About three weeks ago, I got an e-mail from someone I did not know – Daniel Levine.   He wrote about being in the OWS group, and I asked him to keep me informed on things, and I asked him who he was and to tell me something of himself.  He replied, and said he’d keep me updated, and said he was 21, and thought if he hadn’t seen my 1987 film Plain Talk and Common Sense (uncommon senses) he might not have gone to join the Wall Street uprising.  As someone who is somewhat cynical about the efficacy of so-called “political” film-making – of which I’ll have much more to say soon on the http://www.jonjost.wordpress.com blog – I was a bit skeptical, but it did move me to think that my work had, in any way, helped clarify and move someone to act.   Likewise, with this blog, and other internet things which have absorbed much of my energies in the last decade and more, where I have consistently drawn into question our national religion of “Free Market Capitalism”, noted the depths of our corruption (not only financial, but far deeper and more profound, our ethics and morals as bent by the values of that capitalism) and the severe damages it inflicts upon our society. I would like to think perhaps all this energy did not go to waste, but was a tiny ripple in a larger social wave which was building all this time.   I don’t think anyone is the sole holder of a thought, but that if one thinks something, millions of others must do likewise.   Unlike many of my friends, who seemed terminally pessimistic about young Americans, I have always felt and said that I thought, at some time, somehow, things would finally erupt.  And so it seems they have.

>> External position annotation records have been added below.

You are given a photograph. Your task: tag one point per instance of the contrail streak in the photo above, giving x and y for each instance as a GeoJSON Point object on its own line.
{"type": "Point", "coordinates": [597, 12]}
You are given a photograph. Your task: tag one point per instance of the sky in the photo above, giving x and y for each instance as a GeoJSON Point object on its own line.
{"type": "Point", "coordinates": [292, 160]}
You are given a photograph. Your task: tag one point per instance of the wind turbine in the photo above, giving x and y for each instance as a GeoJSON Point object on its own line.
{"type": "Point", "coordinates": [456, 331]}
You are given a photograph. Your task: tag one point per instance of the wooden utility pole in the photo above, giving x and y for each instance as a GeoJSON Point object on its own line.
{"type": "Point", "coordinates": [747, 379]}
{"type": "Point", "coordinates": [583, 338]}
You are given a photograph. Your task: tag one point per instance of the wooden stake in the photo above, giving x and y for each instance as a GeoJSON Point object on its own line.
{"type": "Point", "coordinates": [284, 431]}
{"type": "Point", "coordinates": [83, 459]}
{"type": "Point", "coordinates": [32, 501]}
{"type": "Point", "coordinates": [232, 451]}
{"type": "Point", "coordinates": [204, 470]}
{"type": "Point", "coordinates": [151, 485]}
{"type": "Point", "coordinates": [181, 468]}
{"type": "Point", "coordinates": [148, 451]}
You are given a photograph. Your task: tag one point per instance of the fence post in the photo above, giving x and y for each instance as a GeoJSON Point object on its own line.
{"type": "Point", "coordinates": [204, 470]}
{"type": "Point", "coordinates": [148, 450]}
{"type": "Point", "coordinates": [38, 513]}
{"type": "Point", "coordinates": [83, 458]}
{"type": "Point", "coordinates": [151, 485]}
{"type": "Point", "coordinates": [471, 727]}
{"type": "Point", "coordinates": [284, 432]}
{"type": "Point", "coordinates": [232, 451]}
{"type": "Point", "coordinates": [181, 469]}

Where ever you are – in America or elsewhere in the world – I encourage you to go out and join your fellow humans and add your voice to this movement, whatever name one wishes to give it.   We need to defeat the economic masters of this system, and their political and cultural minions, who have orchestrated the policies of the last decades and more, policies  which have obviously failed the vast majority of humans while enriching and empowering a tiny sliver who seem utterly heedless of the circumstances of humanity.  They seem to lust for wealth and power beyond rationality, and would, if left unchecked, render the world uninhabitable in their pursuit of it.  Occupy Wall Street and all the other streets should be the beginning of a major revision in humanity’s understanding of its place on the globe and our relationships with one another – as individuals and as societies.